A case-control and cohort study evaluation 92 showed that the increased risk of sudden infant death syndrome among infants who sleep prone is increased by use of natural-fiber mattresses, swaddling, and heating in bedrooms. Several observational studies have been done since, and they have provided inconsistent results on these interventions, in particular, they disagree on the possible role of overheating. 132
A trial of 54 children 95 showed that the steroid budenoside significantly reduced the croup score by 2 points at 4 hours, and significantly decreased readmissions by 86%. A meta-analysis (n=3736) 133 showed a significant improvement in the Westley score at 6 hours (1.2 points), and 12 hours (1.9 points), but not at 24 hours.

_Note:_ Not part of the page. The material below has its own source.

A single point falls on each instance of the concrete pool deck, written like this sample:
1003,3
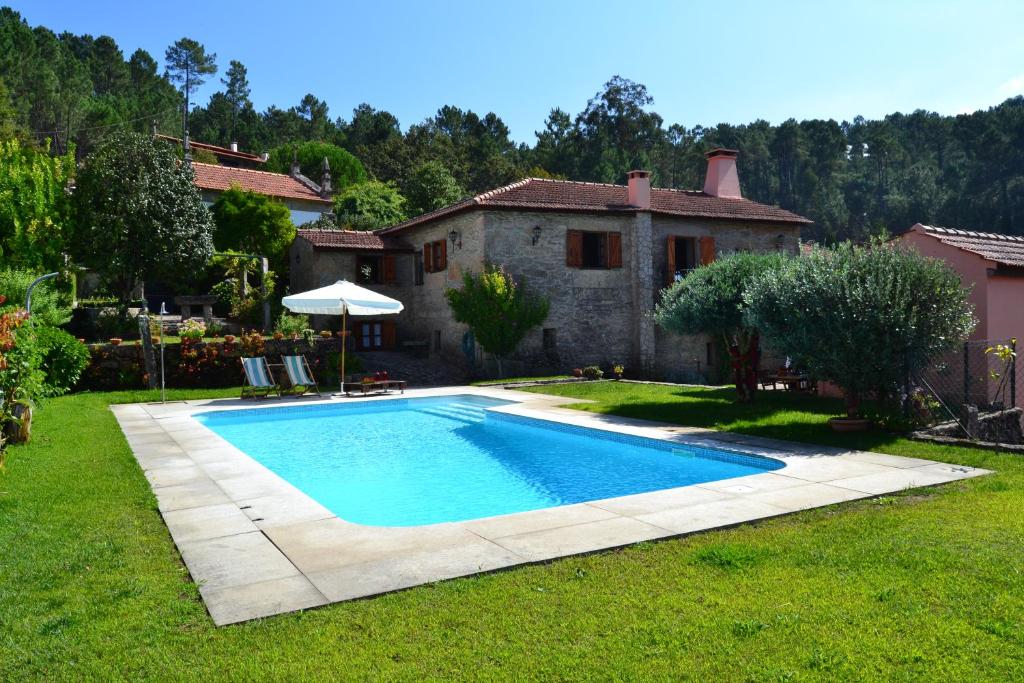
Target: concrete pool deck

Fewer return visits and/or (re)admissions occurred in patients treated with glucocorticoids, but the relative risk reduction was only 50% (95% CI, 24%-64%).

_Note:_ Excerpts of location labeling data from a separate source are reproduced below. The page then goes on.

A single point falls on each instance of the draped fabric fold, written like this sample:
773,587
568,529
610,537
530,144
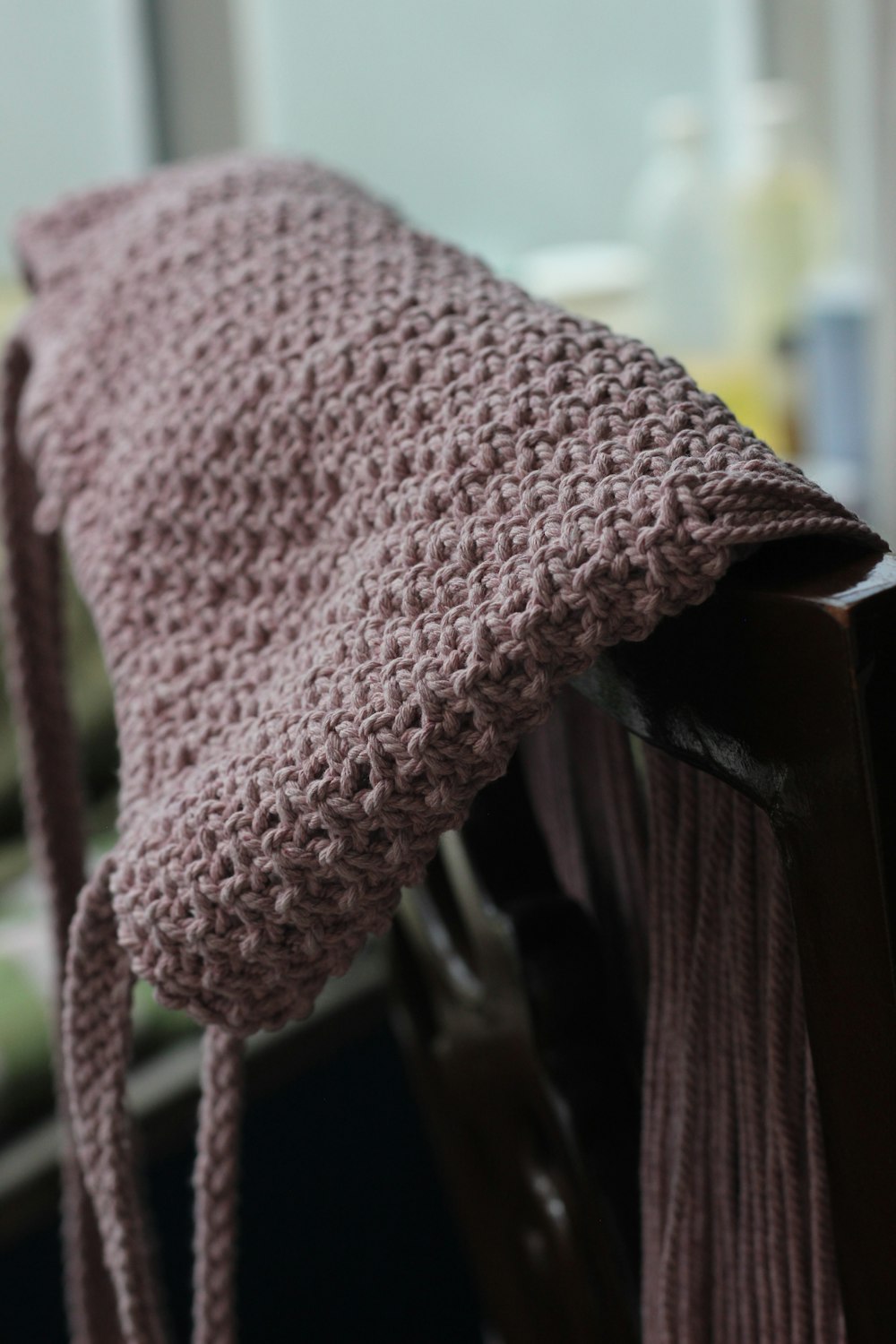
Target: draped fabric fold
349,513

A trial (n = 55) showed that misprostol was as effective as dinoprostone for termination of second-trimester pregnancy and was associated with fewer adverse effects than dinoprostone. 96 A subsequent trial 134 showed equal efficacy, but a higher rate of adverse effects with misoprostol (74%) than with dinoprostone (47%).
A trial (n=50) comparing botulinum toxin vs glyceryl trinitrate for chronic anal fissure concluded that both are effective alternatives to surgery but botulinum toxin is the more effective nonsurgical treatment (1 failure vs 9 failures with nitroglycerin). 109 In a meta-analysis 135 of 31 trials, botulinum toxin compared with placebo showed no significant efficacy (relative risk of failure, 0.75; 95% CI, 0.32-1.77), and was also no better than glyceryl trinitrate (relative risk of failure, 0.48; 95% CI, 0.211.10); surgery was more effective than medical therapy in curing fissure (relative risk of failure, 0.12; 95% CI, 0.07-0.22).

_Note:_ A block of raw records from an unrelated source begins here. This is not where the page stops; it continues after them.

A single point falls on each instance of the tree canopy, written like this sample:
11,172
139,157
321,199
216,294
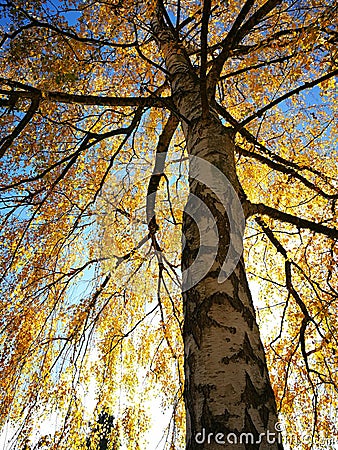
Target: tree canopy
94,179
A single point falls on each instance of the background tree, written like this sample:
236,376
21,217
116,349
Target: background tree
102,103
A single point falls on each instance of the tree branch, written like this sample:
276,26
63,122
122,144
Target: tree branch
260,208
307,85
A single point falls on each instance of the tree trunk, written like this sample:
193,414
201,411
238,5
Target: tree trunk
228,397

A trial of acetylcysteine (n = 83) showed that it was highly effective in preventing contrast nephropathy (90% relative risk reduction). 110 There have been many more trials and many meta-analyses on this topic. The latest meta-analysis 136 shows a nonsignificant 27% relative risk reduction with acetylcysteine.
A trial of 129 stunted Jamaican children found that both nutritional supplementation and psychosocial stimulation improved the mental development of stunted children; children who got both interventions had additive benefits and achieved scores close to those of nonstunted children. 117 With long-term follow-up, however, it was found that the benefits were small and the 2 interventions no longer had additive effects. 137
It is possible that high-profile journals may tend to publish occasionally very striking findings and that this may lead to some difficulty in replicating some of these findings. 163 Poynard et al ["Truth Survival in Clinical Research: An Evidence-Based Requiem?" http://www.planetadoctor.com/documentos/MBE-herramienta/13.pdf ] evaluated the conclusions of hepatology-related articles published between 1945 and 1999 and found that, overall, 60% of these conclusions were considered to be true in 2000 and that there was no difference between randomized and nonrandomized studies or high- vs low-quality studies. Allowing for somewhat different definitions, the higher rates of refutation and the generally worse performance of nonrandomized studies in the present analysis may stem from the fact that I focused on a selected sample of the most noticed and influential clinical research. For such highly cited studies, the turnaround of “truth” may be faster; in particular non-randomized studies may be more likely to be probed and challenged than non-randomized studies published in the general literature."